Neste ano, as escolas de formação do Ferroviário de Maputo movimentam cerca de 90 petizes no escalão de infantis, divididos em três grupos de 30 elementos cada um. Os mesmos são treinados pelos formadores Abdul Khadir, António Júnior e Caravela. Os iniciados têm duas subcategorias, ora treinados por Pedro Macome e Alexandre Hua. Os juvenis estão a cargo de Sebastião Sitõe, sendo os juniores orientados por Relvas Marengula. Ainda de acordo com Chababe, monitor da formação do Ferroviário de Maputo, “todos os treinadores estão qualificados para trabalhar com os miúdos, sendo que quatro deles têm o nível C da CAF e os restantes com o nível básico”.

“É regra do Ferroviário os treinadores acompanharem o aproveitamento pedagógico dos atletas na escola, pois este clube incentiva a educação escolar dos mesmos. Estou muito satisfeito com as condições dadas à nossa actividade de formação. Nós, por exemplo, temos um autocarro para transportar todos os nossos atletas” revelou Chababe.

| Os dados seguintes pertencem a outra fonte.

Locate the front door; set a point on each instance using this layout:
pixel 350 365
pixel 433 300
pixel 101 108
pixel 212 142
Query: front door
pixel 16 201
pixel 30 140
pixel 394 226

Como objectivos do clube locomotiva na componente da formação, o nosso entrevistado revelou que se pretende apostar nestes miúdos nos próximos anos, com o horizonte de não contratar nenhum jogador de fora a partir de 2015. Só neste ano, por exemplo, a equipa sénior conta com cinco jogadores do escalão dos juniores que poderão ser uma mais-valia a partir da próxima temporada. Aliás, estes mesmos atletas são os que militam na selecção nacional sub-20.